また、T Rowe Priceは「週間の経済データの結果は、米連邦準備制度の次回会合での利下げ予想に深く根差している」との見解を発表した。
関連記事: 先物取引の仕方
今後の経済指標
投資家が今後の行動を決定するのに役立つ、重要な経済指標が今週公表される予定だ。
- 水曜日には8:30 a.m.(米東部時間)に11月の住宅着工および許可データが発表される。
- FOMCの利上げの判断は2:00 p.m.に発表され、記者会見は2:30 p.m.(米東部時間)に始まる。
焦点銘柄
- Parazero Technologies Ltd(NASDAQ:PRZO)は、Nasdaq準拠を取り戻したことでプレマーケット取引で71.24%上昇した。
- Nukkleus Inc(NASDAQ:NUKK)は、同社がStar 26 Capitalの支配権の51%を取得したと発表したことで45.37%上昇した。
- また、 Corvus Pharmaceuticals Inc(NASDAQ:CRVS)は、12月18日に中間データを報告すると発表したことで17.73%上昇した。 該当の中間データは、中等度から重度のアトピー性皮膚炎を持つ患者を対象に行われている第1相臨床試験に関するものだ。
- 発表された弱い四半期の売上高報告を受けて、 Applied DNA Sciences, Inc(NASDAQ:APDN)は13.04%下落した。
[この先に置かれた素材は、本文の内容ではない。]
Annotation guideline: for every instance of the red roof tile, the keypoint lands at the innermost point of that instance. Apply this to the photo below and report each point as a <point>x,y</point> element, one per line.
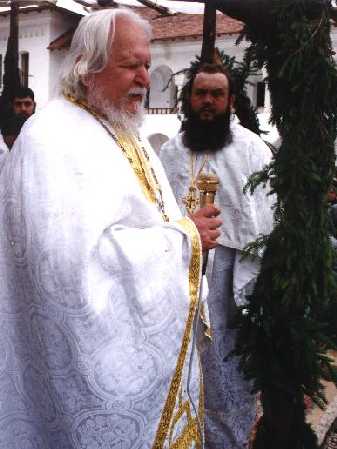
<point>170,27</point>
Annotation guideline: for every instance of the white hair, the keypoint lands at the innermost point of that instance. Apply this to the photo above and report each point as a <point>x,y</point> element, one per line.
<point>91,46</point>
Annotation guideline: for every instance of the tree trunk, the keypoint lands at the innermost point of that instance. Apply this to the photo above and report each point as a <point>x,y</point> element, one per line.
<point>11,76</point>
<point>209,31</point>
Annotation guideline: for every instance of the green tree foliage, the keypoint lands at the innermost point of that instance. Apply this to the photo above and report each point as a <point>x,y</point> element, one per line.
<point>290,322</point>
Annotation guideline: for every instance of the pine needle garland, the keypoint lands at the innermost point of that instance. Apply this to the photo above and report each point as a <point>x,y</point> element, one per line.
<point>291,319</point>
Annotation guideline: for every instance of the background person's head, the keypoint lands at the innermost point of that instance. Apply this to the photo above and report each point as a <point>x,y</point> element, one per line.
<point>108,63</point>
<point>23,102</point>
<point>207,100</point>
<point>11,128</point>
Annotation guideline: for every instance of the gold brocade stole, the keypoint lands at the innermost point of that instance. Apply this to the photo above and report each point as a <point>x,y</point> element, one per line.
<point>175,406</point>
<point>135,153</point>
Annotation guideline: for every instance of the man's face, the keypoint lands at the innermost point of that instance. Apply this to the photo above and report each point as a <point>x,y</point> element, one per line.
<point>24,106</point>
<point>125,79</point>
<point>210,95</point>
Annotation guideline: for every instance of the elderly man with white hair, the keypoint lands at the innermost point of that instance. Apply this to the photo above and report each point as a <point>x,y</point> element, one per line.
<point>99,272</point>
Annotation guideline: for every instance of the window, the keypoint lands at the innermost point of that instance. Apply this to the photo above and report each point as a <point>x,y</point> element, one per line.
<point>260,94</point>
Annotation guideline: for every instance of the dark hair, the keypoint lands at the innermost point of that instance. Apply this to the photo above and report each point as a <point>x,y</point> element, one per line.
<point>202,67</point>
<point>12,125</point>
<point>23,92</point>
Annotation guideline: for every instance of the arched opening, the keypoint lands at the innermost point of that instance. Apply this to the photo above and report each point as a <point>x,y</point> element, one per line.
<point>163,92</point>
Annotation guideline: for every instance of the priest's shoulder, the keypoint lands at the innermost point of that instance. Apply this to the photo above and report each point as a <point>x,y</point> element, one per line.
<point>58,123</point>
<point>248,139</point>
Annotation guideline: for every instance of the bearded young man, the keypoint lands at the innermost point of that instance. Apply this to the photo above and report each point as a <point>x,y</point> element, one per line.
<point>99,272</point>
<point>212,143</point>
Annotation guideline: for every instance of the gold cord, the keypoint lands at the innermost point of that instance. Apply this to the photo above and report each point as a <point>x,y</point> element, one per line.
<point>135,153</point>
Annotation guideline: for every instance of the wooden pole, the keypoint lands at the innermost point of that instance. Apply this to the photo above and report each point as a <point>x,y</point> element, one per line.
<point>209,32</point>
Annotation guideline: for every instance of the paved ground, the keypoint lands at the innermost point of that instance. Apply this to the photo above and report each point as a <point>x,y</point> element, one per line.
<point>324,422</point>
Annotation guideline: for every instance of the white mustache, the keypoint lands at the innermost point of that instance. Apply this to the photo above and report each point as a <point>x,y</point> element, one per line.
<point>137,91</point>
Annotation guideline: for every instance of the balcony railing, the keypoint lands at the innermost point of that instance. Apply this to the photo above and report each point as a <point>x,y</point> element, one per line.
<point>161,110</point>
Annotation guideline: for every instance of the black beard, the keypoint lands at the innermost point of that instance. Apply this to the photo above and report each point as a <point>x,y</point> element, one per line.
<point>202,135</point>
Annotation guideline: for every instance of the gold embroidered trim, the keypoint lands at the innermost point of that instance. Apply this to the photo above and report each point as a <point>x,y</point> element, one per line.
<point>135,153</point>
<point>168,410</point>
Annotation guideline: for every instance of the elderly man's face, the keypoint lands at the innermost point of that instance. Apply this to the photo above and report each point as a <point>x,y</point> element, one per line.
<point>125,79</point>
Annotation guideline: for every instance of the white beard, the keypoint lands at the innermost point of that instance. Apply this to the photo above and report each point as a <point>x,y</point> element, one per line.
<point>131,121</point>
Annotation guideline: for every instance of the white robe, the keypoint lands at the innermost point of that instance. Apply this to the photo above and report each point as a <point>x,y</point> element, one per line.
<point>97,295</point>
<point>230,409</point>
<point>244,216</point>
- Quantum Computing Inc(NASDAQ:QUBT)は、NASAのゴダード宇宙飛行センター(Goddard Space Flight Center)からの依頼を受け、そのエントロピー量子最適化マシンを使用して宇宙機関のイメージングを支援するため、13.28%上昇した。
- さらに、水曜日の取引日には、米国の主要会社3社の四半期決算発表が控えている。
商品、債券、グローバル株式市場
早朝のニューヨーク市場でクラウドオイル先物は0.03%下落し、1バレル70.08ドルで推移している。
一方、ゴールドスポット指数は1オンスにつき0.08%上昇し、2,664.21ドルになった。ダラー指数は0.04%上昇し、106.997レベルになっている。
水曜日のアジア市場では、香港のハンセン指数、中国のCSI 300指数、韓国の韓国取引所総合指数が上昇し、一方で日本の日経225指数、インドのS&P BSEセンセックス指数、オーストラリアのASX 200指数が下落している。ヨーロッパの多くの市場が上昇している。